Attesa anche per l’unica data italiana della polistrumentista Meshell Ndegeocello, passata lo scorso anno all’etichetta americana Blue Note Records con la pubblicazione dell’album The Omnichord Real Book che l’apprezzata compositrice qui presenta. La cantante e bassista in realtà si vede e si sente poco, suona il basso soltanto nei primi due brani e si relega solamente a dirigere una musica particolare sì ma mai coinvolgente. Un’artista apparsa svogliata e da cui ci si aspettava giustamente di più.
Ben più trascinante invece l’esibizione della cantante americana Cécile McLorin Salvant che rimanda alle grandi voci degli anni 50, maturata e di molto rispetto alla prima apparizione italiana ormai più di 10 anni fa. La cantante tiene il palco in maniera splendida, quasi teatrale, si diverte con il suo trio che l’accompagna in un repertorio frizzante dove non mancano gli omaggi ai suoi riferimenti Carmen McRae e Bessie Smith, così come i pezzi originali e i grandi classici. Una scaletta che esalta le doti vocali di un’artista che ormai si può considerare davvero nell’olimpo delle voci femminili di oggi.

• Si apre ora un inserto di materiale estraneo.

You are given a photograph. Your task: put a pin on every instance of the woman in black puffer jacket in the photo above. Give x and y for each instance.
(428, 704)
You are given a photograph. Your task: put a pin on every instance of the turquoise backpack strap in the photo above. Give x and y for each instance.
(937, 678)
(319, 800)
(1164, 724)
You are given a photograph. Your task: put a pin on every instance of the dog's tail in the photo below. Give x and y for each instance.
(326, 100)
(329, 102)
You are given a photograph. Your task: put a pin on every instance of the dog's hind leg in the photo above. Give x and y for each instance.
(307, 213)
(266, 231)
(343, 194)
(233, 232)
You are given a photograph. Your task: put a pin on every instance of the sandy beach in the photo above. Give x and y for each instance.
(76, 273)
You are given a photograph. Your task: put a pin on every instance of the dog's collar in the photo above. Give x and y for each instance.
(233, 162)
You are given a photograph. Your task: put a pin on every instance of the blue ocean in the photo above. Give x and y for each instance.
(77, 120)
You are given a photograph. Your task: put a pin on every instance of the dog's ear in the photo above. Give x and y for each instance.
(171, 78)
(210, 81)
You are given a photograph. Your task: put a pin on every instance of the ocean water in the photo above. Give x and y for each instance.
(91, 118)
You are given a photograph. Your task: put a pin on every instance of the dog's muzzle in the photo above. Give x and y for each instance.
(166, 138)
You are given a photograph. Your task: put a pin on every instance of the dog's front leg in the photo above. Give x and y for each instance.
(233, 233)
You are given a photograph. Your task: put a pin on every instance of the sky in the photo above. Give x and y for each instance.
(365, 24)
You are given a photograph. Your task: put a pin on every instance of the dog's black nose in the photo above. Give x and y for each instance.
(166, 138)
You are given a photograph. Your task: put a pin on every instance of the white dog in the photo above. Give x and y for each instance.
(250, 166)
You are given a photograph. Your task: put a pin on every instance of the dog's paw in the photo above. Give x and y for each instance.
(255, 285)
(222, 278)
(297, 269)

Moderno e spinto anche il bob proposto dal quartetto di Walter Smith III che si fa apprezzare al sassofono tenore per un suono diretto e caldo in un fraseggio alle volte fin troppo prolisso ma nel complesso sempre interessante. Anche nuove tendenze presenti in cartellone nella sezione Newaves in cui spiccano i nomi di Alfa Mist e di Alabaster DePlume che si dividono una serata partecipata da tanti giovani. Il pianista inglese conferma la sensazione che si fa preferire in studio rispetto alla dimensione live capitanando un quintetto che mai impressiona e sorprende mentre si fa decisamente preferire la prima parte affidata al sassofono di Alabaster DePlume a completare un potente trio con una ritmica tutta al femminile. Un incrocio tra post rock, jazz e avanguardia che riesce ad entusiasmare facendo sentire finalmente qualcosa di diverso ed energico.
Ancora una volta un doveroso plauso alla Casa del Jazz che conferma anno dopo anno, per quantità e qualità, Summertime come uno dei migliori festival jazz non solo in Europa.